The devil is, of course, in the detail.  And the first detail we need to know is whether the 2.9 percent wage increase figure is adjusted for inflation.  According to the BBC it is well above inflation.  But is it?  Not according to the ONS:

“Latest estimates show that average weekly earnings for employees in Great Britain in real terms (that is, adjusted for price inflation) increased by 0.5% excluding bonuses, and by 0.2% including bonuses, compared with a year earlier.”

An increase in pay of a half of one percent (just 0.2% if you are part-paid with a bonus) is not quite the ushering in of a new age of prosperity the BBC is reporting.  Nor, it turns out is the fall in unemployment, which turns out to be the result of people dropping out of the statistics rather than people finding new jobs:

“The employment rate (the proportion of people aged from 16 to 64 years who were in work) was 75.5%, slightly lower than for February to April 2018 (75.6%) but higher than for a year earlier (75.3%)…

“There were 8.76 million people aged from 16 to 64 years who were economically inactive (not working and not seeking or available to work), 108,000 more than for February to April 2018 and 16,000 more than for a year earlier.”

This reading of the actual ONS report rather than the press release paints a very different picture to the glossy image presented by the BBC.  It is a picture of an economy in which pay is barely outpacing inflation (and which is about to be cudgelled by a combination of rising energy prices and interest rates) in which a sizeable number of older workers have opted to fall back on their pensions while younger workers fall back on parental support rather than continue the charade of seeking employment in a job market (outside London) that has very little to offer.

The bigger problem with the presentation of the ONS figures is the uncritical acceptance that the average wage is the best measure to use.  While it is certainly the best for presenting the most positive picture, it also serves to disguise widespread inequality.  As a recent statistical release by Her Majesty’s Revenue and Customs (HMRC) notes:

“Mean [i.e. average] pay is calculated by adding up the total pay for a country or region and then dividing this by the number of individuals receiving pay in this country or region.

“Median pay [on the other hand] is the pay of the individual in the middle of the pay distribution, that is to say where income is ordered from lowest to highest, the median income is the income at which half the number of individuals have both higher and lower pay than this individual.

“It is worth noting that the pay distribution, like other income distributions, is highly skewed because there is a large number of individuals at the lower end of the distribution and a small number at the higher end, therefore mean pay is higher than median pay…

“The mean pay from PAYE employment for the 2014-15 tax year across the UK was £22,520, rising to £22,890 in 2015-16, £23,510 in 2016-17 and £24,260 in 2017-18… Median pay from PAYE employment for the UK in the tax year 2014-15 was £16,060, rising to £16,360 in 2015-16, £16,840 in 2016-17 and £17,440 in 2017-18.”
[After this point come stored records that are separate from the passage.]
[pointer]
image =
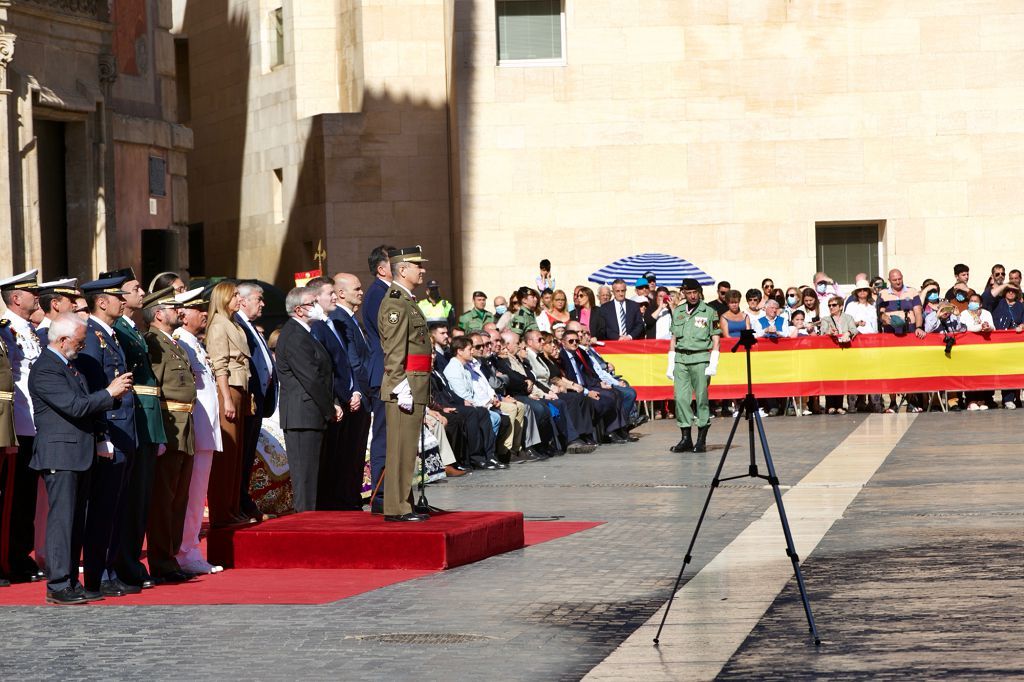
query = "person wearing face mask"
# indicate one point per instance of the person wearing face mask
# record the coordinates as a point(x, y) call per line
point(307, 394)
point(824, 288)
point(960, 293)
point(340, 477)
point(976, 318)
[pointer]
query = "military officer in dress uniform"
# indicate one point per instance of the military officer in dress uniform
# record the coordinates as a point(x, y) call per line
point(478, 315)
point(695, 334)
point(524, 321)
point(177, 396)
point(150, 429)
point(19, 294)
point(54, 298)
point(100, 360)
point(406, 384)
point(8, 439)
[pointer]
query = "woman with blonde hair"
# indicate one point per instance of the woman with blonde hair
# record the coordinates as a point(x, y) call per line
point(228, 350)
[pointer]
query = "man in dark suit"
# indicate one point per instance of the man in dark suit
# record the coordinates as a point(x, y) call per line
point(608, 407)
point(380, 267)
point(622, 317)
point(340, 472)
point(307, 403)
point(262, 387)
point(355, 425)
point(100, 360)
point(71, 433)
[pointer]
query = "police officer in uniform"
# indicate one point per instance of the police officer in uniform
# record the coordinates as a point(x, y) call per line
point(8, 440)
point(478, 315)
point(150, 428)
point(177, 396)
point(695, 335)
point(406, 384)
point(20, 295)
point(524, 321)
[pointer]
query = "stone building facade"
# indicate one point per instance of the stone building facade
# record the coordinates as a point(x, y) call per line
point(92, 170)
point(753, 137)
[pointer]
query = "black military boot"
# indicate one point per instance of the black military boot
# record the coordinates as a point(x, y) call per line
point(701, 445)
point(686, 442)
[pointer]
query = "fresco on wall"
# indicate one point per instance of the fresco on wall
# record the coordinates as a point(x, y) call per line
point(130, 37)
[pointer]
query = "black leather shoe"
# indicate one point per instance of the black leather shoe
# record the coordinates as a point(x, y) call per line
point(66, 597)
point(685, 443)
point(112, 589)
point(411, 516)
point(124, 587)
point(93, 595)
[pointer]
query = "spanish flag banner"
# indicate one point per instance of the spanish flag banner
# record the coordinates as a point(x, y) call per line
point(820, 366)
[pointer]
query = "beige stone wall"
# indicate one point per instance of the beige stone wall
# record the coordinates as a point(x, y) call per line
point(722, 131)
point(355, 118)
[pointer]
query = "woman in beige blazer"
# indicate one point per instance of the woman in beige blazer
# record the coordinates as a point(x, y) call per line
point(228, 352)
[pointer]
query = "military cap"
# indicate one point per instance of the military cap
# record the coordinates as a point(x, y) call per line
point(163, 297)
point(127, 272)
point(68, 287)
point(407, 255)
point(110, 286)
point(192, 298)
point(24, 282)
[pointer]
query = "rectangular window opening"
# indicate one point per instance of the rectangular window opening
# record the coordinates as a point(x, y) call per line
point(279, 195)
point(844, 249)
point(276, 37)
point(530, 32)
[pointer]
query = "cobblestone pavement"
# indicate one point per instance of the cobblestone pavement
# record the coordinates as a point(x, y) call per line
point(914, 555)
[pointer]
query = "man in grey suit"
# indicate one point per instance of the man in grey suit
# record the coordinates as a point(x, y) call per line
point(71, 433)
point(307, 402)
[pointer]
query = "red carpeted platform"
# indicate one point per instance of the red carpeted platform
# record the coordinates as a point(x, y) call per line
point(358, 540)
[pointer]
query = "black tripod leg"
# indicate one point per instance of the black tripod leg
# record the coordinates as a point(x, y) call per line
point(704, 512)
point(791, 551)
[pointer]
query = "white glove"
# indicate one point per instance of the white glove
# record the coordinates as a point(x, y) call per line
point(404, 395)
point(104, 450)
point(712, 369)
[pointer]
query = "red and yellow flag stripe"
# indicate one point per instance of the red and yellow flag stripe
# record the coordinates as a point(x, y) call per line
point(819, 366)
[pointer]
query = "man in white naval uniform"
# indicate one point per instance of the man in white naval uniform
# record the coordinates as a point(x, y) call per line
point(20, 296)
point(206, 422)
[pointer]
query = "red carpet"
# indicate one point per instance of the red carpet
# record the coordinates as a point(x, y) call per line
point(357, 540)
point(269, 586)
In other words, average pay statistics help disguise the fact that most of us are paid significantly less, while a minority of high-earners push the average up.  Running a household on £17,440 per year is considerably harder than running one on £24,260 – and that £6,820 difference speaks volumes about why so many people are struggling to make ends meet and why so many retail outlets are going bust.

Perhaps the most alarming fact about the presentation of the ONS figures is that it took me – an independent blogger – less than 30 minutes to find the detail that gives the lie to the headline press release.  Meanwhile the BBC – one of the best funded media outlets on earth – is prepared to report what is effectively fake news by omission rather than ask one of its reporters to spend half an hour researching the story.